Namun, dengan semakin berkembangnya konsep penginapan ini, muncul juga kekhawatiran dari para wisatawan terkait dampaknya terhadap lingkungan. Sebagai salah satu perusahaan yang mempelopori glamping di Indonesia, Bobocabin turut menyadari pentingnya menjaga keberlanjutan lingkungan di setiap lokasi yang mereka kelola.
Sejak pertama kali hadir pada tahun 2021, perusahaan asal Bandung ini telah mengintegrasikan inovasi modularitas dalam setiap pembangunan unitnya demi memastikan proses konstruksi yang efisien dan minim dampak lingkungan.
Pertama, prinsip modularitas yang diadaptasi oleh Bobocabin mengoptimalkan proses pembangunan melalui sistem prefabrikasi. Artinya, setiap bagian kabin diproduksi terlebih dahulu di fasilitas luar lokasi, sehingga hanya terjadi proses perakitan (assembly) di lapangan.
Selain itu, alih-alih menggunakan pondasi beton permanen yang memerlukan pengecoran, Bobocabin menerapkan sistem sekrup yang dapat dipasang dan dilepas. Pemasangan sekrup ini membuat bentuk pondasi kabin mirip dengan konsep rumah panggung, memungkinkan lahan tetap terjaga dan bisa dikembalikan ke kondisi semula jika lokasi tidak lagi digunakan untuk operasional penginapan.
Kedua, pendekatan prefabrikasi juga memungkinkan konstruksi dilakukan tanpa memerlukan alat berat dan tenaga konstruksi yang ekstensif. Proses dan waktu pembangunan pun jadi semakin optimal. Hasilnya, dampak lingkungan selama proses konstruksi dapat ditekan secara dratis, jauh lebih kecil dibandingkan dengan metode pembangunan hotel konvensional.

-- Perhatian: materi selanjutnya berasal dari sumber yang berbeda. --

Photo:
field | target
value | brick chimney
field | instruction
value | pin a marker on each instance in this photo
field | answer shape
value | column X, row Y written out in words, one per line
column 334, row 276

Terakhir, prinsip modularitas juga memastikan bahwa pembangunan yang dilakukan tidak mengganggu daya serap air tanah. Aspek ini penting karena karena tanah yang dibiarkan alami memiliki kemampuan lebih optimal untuk menyerap air hujan, sehingga mengurangi risiko genangan dan banjir.
Memperhatikan hal tersebut, Bobobox menggunakan rasio lahan yang sangat minim untuk pembangunan kabin dibandingkan dengan total area yang tersedia. Dengan skema ini, perusahaan menjaga agar sebagian besar lahan tetap dalam kondisi alami dan air hujan dapat terserap dengan baik ke dalam tanah, sehingga volume air di permukaan stabil dan berkontribusi pada lingkungan yang lebih aman dari risiko banjir di daerah hilir.
ESG Program Manager Bobobox, Satria Gundara, mengatakan pihaknya ingin memperlihatkan bagaimana inovasi di industri perhotelan dapat berjalan seiring dengan komitmen terhadap kelestarian lingkungan.
“Modularitas adalah prinsip yang kami miliki sejak pertama kali berdiri. Dengan pendirian unit Bobocabin di berbagai titik lokasi strategis pariwisata Indonesia, kami ingin memastikan bahwa pembangunan kabin kami ramah lingkungan dan mampu menjaga keberlanjutan ekosistem alam sekitar,” ujar Satria.